C'est pourtant le débit qui fait le succès de l'orateur; je le sens bien, et je suis encore loin de compte.

FAUST

Laisse là de telles folies, et cherche à gagner ton pain honnêtement. Tous ces grelots ne font qu'ébranler l'air, et ne servent de rien. La raison et le bon sens demandent-ils tant d'art? Et, quand on a quelque chose à dire, pourquoi courir après les mots? Va, tous ces beaux discours si brillants, où l'on fait sonner si haut les bagatelles humaines, sont aussi stériles que le vent d'automne, qui passe en murmurant à travers les feuilles desséchées.

WAGNER

Mon Dieu! l'art est si long, et notre vie est si courte! Moi, au milieu de mes travaux, il me prend souvent un mal de tête, un mal de cœur… que je n'y peux plus tenir. Combien il est difficile de parvenir aux sources mêmes de la science! C'est qu'avant d'avoir fait la moitié du chemin, un pauvre diable peut très-bien mourir.

FAUST

Mais y penses-tu, de t'imaginer que d'un vil parchemin puisse jaillir cette fontaine sacrée, où la soif de notre âme s'étanchera pour jamais? Si la consolation ne descend de ton propre cœur, tu n'es pas consolé.

WAGNER

Pardonnez-moi; il y a déjà une grande jouissance à se transporter dans l'esprit des siècles écoulés, à voir comment a pensé un homme sage avant nous, et comment nous l'avons dépassé de si loin.

FAUST

Oh! oui, jusqu'aux étoiles! Mon ami, les siècles écoulés sont pour nous le livre aux sept sceaux. Ce que vous appelez l'esprit des siècles, n'est au fond que l'esprit des auteurs, dans lequel les siècles se réfléchissent tant bien que mal; et le plus souvent, c'est une pitié! Le premier coup-d'œil suffirait pour faire fuir à cent lieues. On dirait un sac à immondices, un vieux garde-meuble, ou, tout au plus, quelqu'une de ces farces de carrefours entrelardées de belles maximes de morale, comme on en met dans la bouche des marionnettes.

WAGNER

Mais pourtant, le monde, l'esprit et le cœur des hommes; il est naturel que chacun en veuille savoir quelque chose.

FAUST

Oui, ce qu'on appelle savoir. Qui peut se flatter de donner à un enfant son vrai nom?
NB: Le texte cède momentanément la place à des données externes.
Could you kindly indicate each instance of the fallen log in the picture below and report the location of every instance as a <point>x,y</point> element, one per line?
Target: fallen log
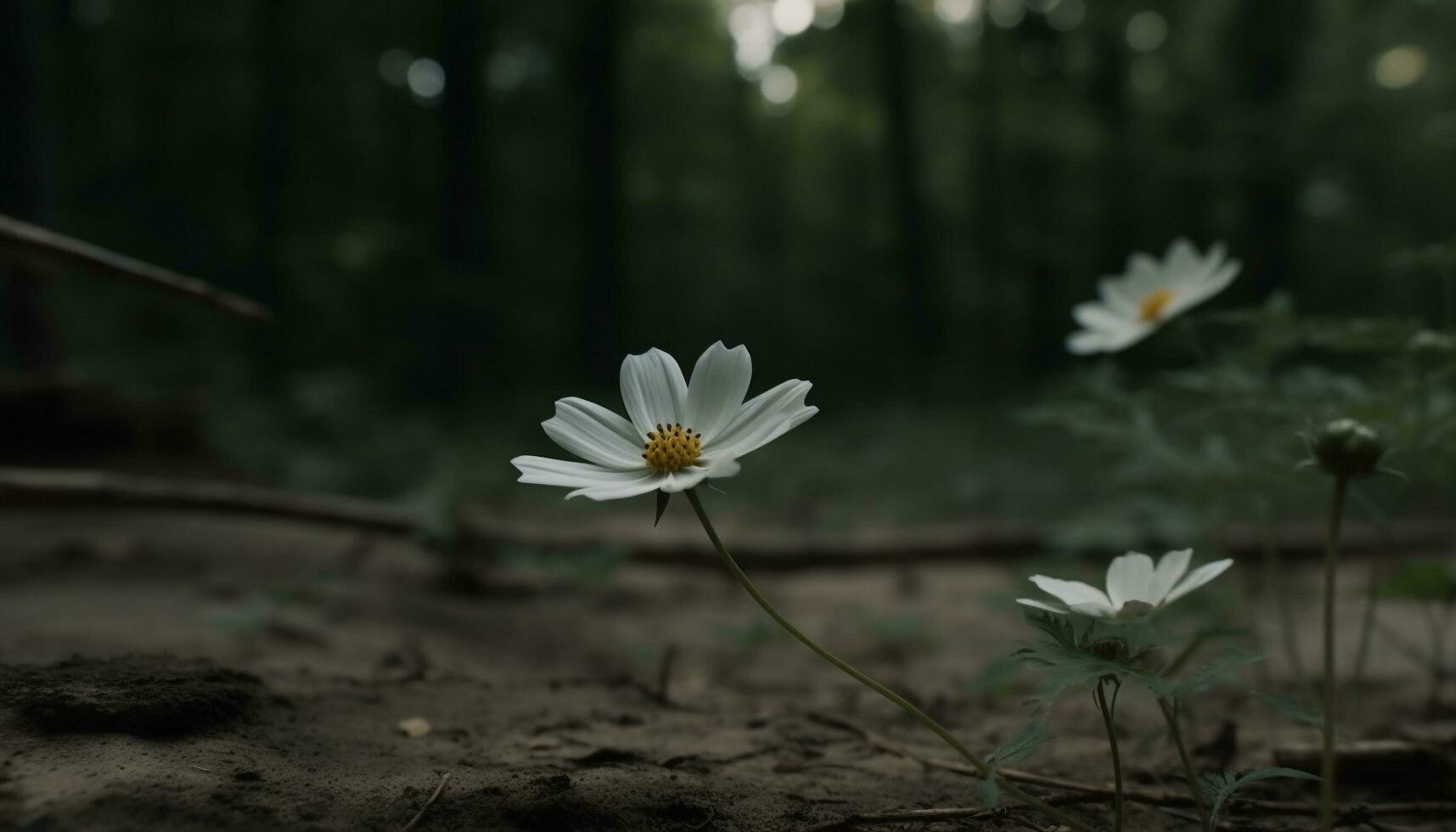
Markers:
<point>669,545</point>
<point>34,242</point>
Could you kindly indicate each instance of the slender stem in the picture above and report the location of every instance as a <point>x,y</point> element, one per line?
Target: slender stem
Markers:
<point>1175,732</point>
<point>1327,768</point>
<point>1372,600</point>
<point>900,701</point>
<point>1108,710</point>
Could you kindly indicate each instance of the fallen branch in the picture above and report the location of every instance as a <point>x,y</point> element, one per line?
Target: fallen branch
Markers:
<point>930,815</point>
<point>667,545</point>
<point>444,779</point>
<point>54,487</point>
<point>40,244</point>
<point>1347,815</point>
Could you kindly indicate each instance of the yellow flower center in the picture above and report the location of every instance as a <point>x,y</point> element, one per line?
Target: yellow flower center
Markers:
<point>672,447</point>
<point>1152,306</point>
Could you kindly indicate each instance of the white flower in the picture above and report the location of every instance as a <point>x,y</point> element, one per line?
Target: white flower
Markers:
<point>679,433</point>
<point>1134,303</point>
<point>1134,587</point>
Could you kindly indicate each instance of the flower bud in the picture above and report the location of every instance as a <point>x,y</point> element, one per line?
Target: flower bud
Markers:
<point>1347,447</point>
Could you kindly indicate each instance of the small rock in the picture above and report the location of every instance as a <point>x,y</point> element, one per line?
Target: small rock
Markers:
<point>413,728</point>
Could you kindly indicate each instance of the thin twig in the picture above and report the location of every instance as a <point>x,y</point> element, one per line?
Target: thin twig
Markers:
<point>444,779</point>
<point>34,242</point>
<point>934,815</point>
<point>1348,813</point>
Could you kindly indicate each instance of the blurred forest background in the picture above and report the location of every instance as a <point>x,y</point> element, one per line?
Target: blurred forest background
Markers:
<point>460,211</point>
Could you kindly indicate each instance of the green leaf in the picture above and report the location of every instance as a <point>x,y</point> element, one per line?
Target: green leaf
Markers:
<point>1219,787</point>
<point>1021,746</point>
<point>1297,711</point>
<point>1203,677</point>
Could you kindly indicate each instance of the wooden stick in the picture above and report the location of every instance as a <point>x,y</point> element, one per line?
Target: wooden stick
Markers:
<point>444,779</point>
<point>1348,815</point>
<point>782,549</point>
<point>56,487</point>
<point>40,244</point>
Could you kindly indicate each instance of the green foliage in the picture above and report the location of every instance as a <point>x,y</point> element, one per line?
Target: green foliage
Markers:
<point>1423,580</point>
<point>1079,652</point>
<point>1205,677</point>
<point>1219,787</point>
<point>1020,746</point>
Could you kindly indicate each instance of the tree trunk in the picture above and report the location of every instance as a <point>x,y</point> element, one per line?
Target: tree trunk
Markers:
<point>912,221</point>
<point>28,334</point>
<point>598,82</point>
<point>1267,42</point>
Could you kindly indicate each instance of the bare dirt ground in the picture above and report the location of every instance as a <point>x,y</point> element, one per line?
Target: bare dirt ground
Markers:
<point>193,672</point>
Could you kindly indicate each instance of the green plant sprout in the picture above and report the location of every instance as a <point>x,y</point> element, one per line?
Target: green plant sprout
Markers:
<point>1344,449</point>
<point>1103,638</point>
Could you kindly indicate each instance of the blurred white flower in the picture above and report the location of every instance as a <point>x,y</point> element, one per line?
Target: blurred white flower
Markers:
<point>1134,303</point>
<point>679,435</point>
<point>1134,587</point>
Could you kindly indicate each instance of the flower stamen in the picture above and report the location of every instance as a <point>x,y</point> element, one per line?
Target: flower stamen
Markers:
<point>1154,303</point>
<point>672,447</point>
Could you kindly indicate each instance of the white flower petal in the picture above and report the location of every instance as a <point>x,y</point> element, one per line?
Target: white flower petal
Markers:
<point>1043,605</point>
<point>1098,317</point>
<point>763,419</point>
<point>1118,297</point>
<point>1095,608</point>
<point>639,482</point>
<point>717,390</point>
<point>653,390</point>
<point>684,478</point>
<point>1128,579</point>
<point>1072,593</point>
<point>596,435</point>
<point>1199,577</point>
<point>1170,569</point>
<point>545,471</point>
<point>720,464</point>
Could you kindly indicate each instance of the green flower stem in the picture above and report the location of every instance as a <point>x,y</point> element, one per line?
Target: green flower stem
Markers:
<point>1327,768</point>
<point>1175,730</point>
<point>1108,711</point>
<point>904,704</point>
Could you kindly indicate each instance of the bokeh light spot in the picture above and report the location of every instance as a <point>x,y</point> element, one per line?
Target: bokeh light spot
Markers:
<point>1399,67</point>
<point>792,16</point>
<point>779,85</point>
<point>425,77</point>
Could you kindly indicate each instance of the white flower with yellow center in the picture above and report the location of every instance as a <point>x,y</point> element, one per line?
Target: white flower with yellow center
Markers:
<point>679,433</point>
<point>1134,587</point>
<point>1149,292</point>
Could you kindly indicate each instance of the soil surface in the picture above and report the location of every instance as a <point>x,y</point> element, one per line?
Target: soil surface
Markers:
<point>205,673</point>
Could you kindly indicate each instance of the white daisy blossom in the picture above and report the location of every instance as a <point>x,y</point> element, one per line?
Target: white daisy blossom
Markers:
<point>1149,292</point>
<point>1134,586</point>
<point>677,433</point>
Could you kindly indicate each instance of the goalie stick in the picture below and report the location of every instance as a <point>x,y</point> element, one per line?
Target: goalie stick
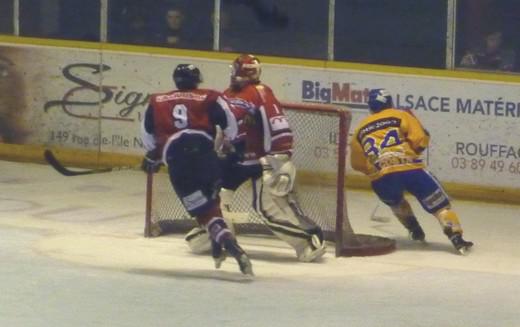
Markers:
<point>51,159</point>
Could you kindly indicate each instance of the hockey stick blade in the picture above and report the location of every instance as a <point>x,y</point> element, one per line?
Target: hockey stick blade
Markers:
<point>51,159</point>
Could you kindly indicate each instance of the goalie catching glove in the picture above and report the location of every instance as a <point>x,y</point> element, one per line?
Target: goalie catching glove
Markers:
<point>278,174</point>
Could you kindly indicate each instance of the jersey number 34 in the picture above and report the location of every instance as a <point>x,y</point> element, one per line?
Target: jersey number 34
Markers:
<point>372,149</point>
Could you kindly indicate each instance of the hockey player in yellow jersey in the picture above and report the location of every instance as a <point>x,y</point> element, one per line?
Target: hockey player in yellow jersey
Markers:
<point>387,146</point>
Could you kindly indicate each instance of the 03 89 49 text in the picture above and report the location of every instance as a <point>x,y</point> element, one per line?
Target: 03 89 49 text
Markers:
<point>491,165</point>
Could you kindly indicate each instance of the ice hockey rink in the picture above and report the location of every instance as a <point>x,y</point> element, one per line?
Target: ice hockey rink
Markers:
<point>72,254</point>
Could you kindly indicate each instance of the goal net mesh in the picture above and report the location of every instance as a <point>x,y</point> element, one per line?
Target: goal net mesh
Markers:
<point>320,146</point>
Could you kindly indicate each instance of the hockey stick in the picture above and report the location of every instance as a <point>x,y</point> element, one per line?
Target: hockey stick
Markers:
<point>379,219</point>
<point>51,159</point>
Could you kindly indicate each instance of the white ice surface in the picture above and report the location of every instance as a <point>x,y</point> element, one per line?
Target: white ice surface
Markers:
<point>72,254</point>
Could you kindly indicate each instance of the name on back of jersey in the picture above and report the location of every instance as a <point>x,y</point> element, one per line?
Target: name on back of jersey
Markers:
<point>278,123</point>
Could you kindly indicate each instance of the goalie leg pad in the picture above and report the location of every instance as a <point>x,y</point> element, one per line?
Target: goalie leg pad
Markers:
<point>286,220</point>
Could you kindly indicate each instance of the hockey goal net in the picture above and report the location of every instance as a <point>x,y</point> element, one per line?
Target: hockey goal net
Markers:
<point>320,149</point>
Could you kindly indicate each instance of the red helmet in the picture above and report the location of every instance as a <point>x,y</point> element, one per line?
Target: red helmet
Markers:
<point>245,70</point>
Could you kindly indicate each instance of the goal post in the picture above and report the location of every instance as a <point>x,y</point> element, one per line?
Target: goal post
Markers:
<point>320,151</point>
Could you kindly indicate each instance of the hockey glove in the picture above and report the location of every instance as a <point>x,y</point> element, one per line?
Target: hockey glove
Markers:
<point>151,161</point>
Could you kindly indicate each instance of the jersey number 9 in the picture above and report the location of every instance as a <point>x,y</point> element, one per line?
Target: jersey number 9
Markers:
<point>180,116</point>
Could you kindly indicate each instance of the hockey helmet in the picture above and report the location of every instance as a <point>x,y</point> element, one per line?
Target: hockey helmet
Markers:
<point>187,77</point>
<point>245,70</point>
<point>379,99</point>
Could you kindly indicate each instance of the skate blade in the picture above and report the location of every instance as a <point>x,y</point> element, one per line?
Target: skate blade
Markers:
<point>245,266</point>
<point>219,261</point>
<point>465,250</point>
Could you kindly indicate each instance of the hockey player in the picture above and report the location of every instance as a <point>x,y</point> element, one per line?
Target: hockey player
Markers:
<point>179,130</point>
<point>387,146</point>
<point>267,162</point>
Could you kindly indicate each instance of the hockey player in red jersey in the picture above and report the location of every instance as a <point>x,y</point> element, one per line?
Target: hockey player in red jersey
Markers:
<point>179,130</point>
<point>267,162</point>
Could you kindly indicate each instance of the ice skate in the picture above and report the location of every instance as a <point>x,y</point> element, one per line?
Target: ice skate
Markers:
<point>460,244</point>
<point>245,264</point>
<point>218,254</point>
<point>240,255</point>
<point>313,251</point>
<point>417,234</point>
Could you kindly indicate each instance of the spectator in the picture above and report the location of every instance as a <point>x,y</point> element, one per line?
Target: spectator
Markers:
<point>172,33</point>
<point>492,55</point>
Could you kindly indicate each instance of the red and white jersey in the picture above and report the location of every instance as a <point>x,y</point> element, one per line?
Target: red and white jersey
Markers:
<point>198,111</point>
<point>266,130</point>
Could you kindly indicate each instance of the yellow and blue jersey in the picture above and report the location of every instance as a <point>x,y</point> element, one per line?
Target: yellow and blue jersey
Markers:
<point>388,141</point>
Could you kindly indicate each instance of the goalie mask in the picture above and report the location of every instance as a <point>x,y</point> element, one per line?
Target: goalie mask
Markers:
<point>187,77</point>
<point>379,99</point>
<point>245,70</point>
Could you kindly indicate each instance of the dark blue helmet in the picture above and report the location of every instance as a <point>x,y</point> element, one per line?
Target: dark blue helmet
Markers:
<point>187,77</point>
<point>379,99</point>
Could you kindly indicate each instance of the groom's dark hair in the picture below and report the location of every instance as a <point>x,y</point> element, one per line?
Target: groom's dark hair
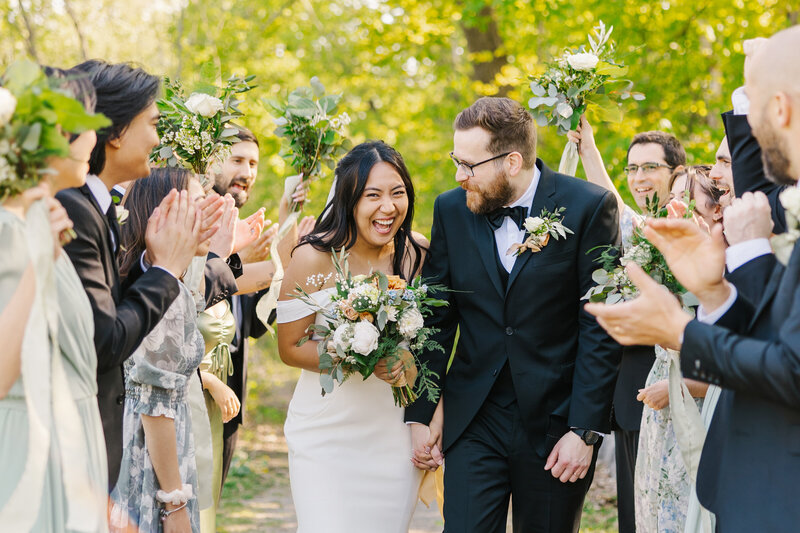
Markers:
<point>510,125</point>
<point>123,91</point>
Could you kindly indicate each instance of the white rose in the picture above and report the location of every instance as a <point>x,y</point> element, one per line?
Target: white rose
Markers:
<point>532,224</point>
<point>410,322</point>
<point>583,61</point>
<point>7,105</point>
<point>343,336</point>
<point>204,104</point>
<point>790,199</point>
<point>365,338</point>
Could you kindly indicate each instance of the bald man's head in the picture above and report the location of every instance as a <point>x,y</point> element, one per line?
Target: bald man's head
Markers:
<point>772,82</point>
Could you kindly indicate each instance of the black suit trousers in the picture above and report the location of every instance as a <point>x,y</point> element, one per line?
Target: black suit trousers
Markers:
<point>493,460</point>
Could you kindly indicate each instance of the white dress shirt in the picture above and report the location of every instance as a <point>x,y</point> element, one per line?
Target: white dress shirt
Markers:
<point>103,199</point>
<point>508,233</point>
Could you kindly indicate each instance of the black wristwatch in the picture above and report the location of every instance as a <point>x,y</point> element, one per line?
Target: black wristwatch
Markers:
<point>587,435</point>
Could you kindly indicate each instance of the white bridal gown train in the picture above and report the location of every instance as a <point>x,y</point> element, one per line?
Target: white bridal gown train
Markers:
<point>349,451</point>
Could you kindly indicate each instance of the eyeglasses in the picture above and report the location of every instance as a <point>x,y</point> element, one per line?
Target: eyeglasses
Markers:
<point>647,168</point>
<point>468,169</point>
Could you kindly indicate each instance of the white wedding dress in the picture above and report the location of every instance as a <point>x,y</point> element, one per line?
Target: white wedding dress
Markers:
<point>349,451</point>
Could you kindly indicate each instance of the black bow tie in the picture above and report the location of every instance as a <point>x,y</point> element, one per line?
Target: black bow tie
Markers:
<point>496,217</point>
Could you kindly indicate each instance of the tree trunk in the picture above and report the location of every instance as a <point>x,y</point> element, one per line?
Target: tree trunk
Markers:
<point>30,37</point>
<point>485,46</point>
<point>81,38</point>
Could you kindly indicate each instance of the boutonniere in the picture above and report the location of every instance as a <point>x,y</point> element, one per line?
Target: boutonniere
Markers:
<point>122,215</point>
<point>783,244</point>
<point>540,229</point>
Le peu d'hommes qui ont su quelque chose avec certitude, et qui n'ont pas eu la sagesse de le garder pour eux, ceux qui ont déclaré au peuple leurs sentiments et leurs vues, on les a de tout temps crucifiés et brûlés… Mais retire-toi, je te prie la nuit est avancée, nous en resterons là pour cette fois.

WAGNER

J'aurais volontiers continué de veiller, et de causer science avec vous. Mais demain, comme à Pâques dernier, vous me permettrez de vous adresser encore une question ou deux. Je me suis remis avec zèle à l'étude. Il est vrai que je sais déjà bien des choses, mais je voudrais tout savoir.

(Il sort.)

FAUST seul

Il n'y a d'espérance que pour l'être borné. Jamais elle n'abandonne entièrement cet esprit étroit, qui s'attache aux petites choses: d'une main avide il ne cesse de creuser le sol, pour y chercher des trésors et s'il vient à trouver un ver de terre, il est satisfait.